Raohe Street Tourist Night Market (饒河街觀光夜市, Raohejie Guanguang Yeshi)
This is another large and crowded market, but unlike Shilin it’s easy to navigate as the whole thing is arranged along a single, narrow street, with lines of stalls down both sides and another line down the middle, meaning you can walk along it on one side and then double back along the other side so you don’t miss any treats. I actually stayed at an AirBnb near here for a week and ate dinner from the night market most nights – probably not the healthiest way to eat, but it was cheap and delicious!
Of particular fame at Raohe Market is the hujiaobing (胡椒餅, pepper bun) stall just inside the main entrance; the line can be ridiculous, but they’re seriously good and are a must-try. They’re 50 NTD apiece and very addictive – I usually grab three! If you go quite late in the evening you can catch them without much of a line.
Raohe market is near Songshan station which is the first stop on the east coast and Keelung lines after Taipei main station, so it’s a convenient place to get off the train if you’ve been out to Jiufen or Shifen for the day and want to feast on street food when heading back after a day of hiking or sightseeing!
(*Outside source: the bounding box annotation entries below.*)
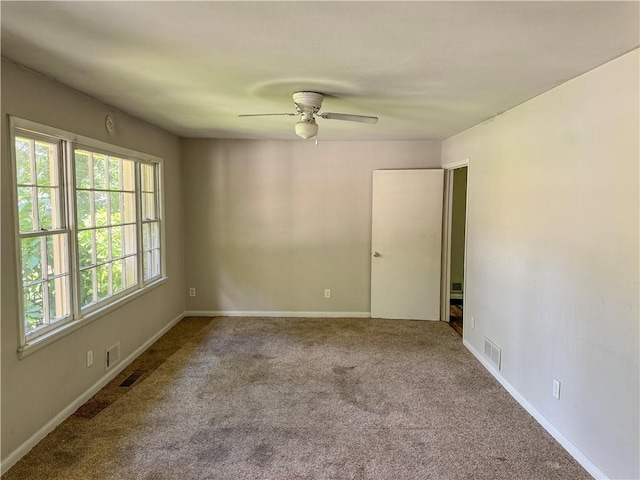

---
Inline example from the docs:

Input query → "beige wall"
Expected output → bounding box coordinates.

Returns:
[183,139,440,313]
[443,50,640,479]
[1,59,184,460]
Songshan is also an MRT station (on the green line) – the two stations are connected underground, take exit 5 from the MRT part of the station and you’ll see Ciyou Temple nearby; the night market starts just to the left of the temple.
Another cool thing about Raohe is the Rainbow Bridge – if you find your way round the back of the temple, you’ll be next to the Keelung river and you’ll see the Rainbow Bridge just there. It’s a pedestrian bridge, nothing special in its own right, but with views of Taipei 101 it’s a nice place to take a walk and get some photos or sit by the river with a bag full of market snacks. (This market is also very crowded, so not the best idea if you’re impatient with slow-moving crowds)
Shuangcheng Street Night Market (雙城街夜市, Shuangchengjie Yeshi)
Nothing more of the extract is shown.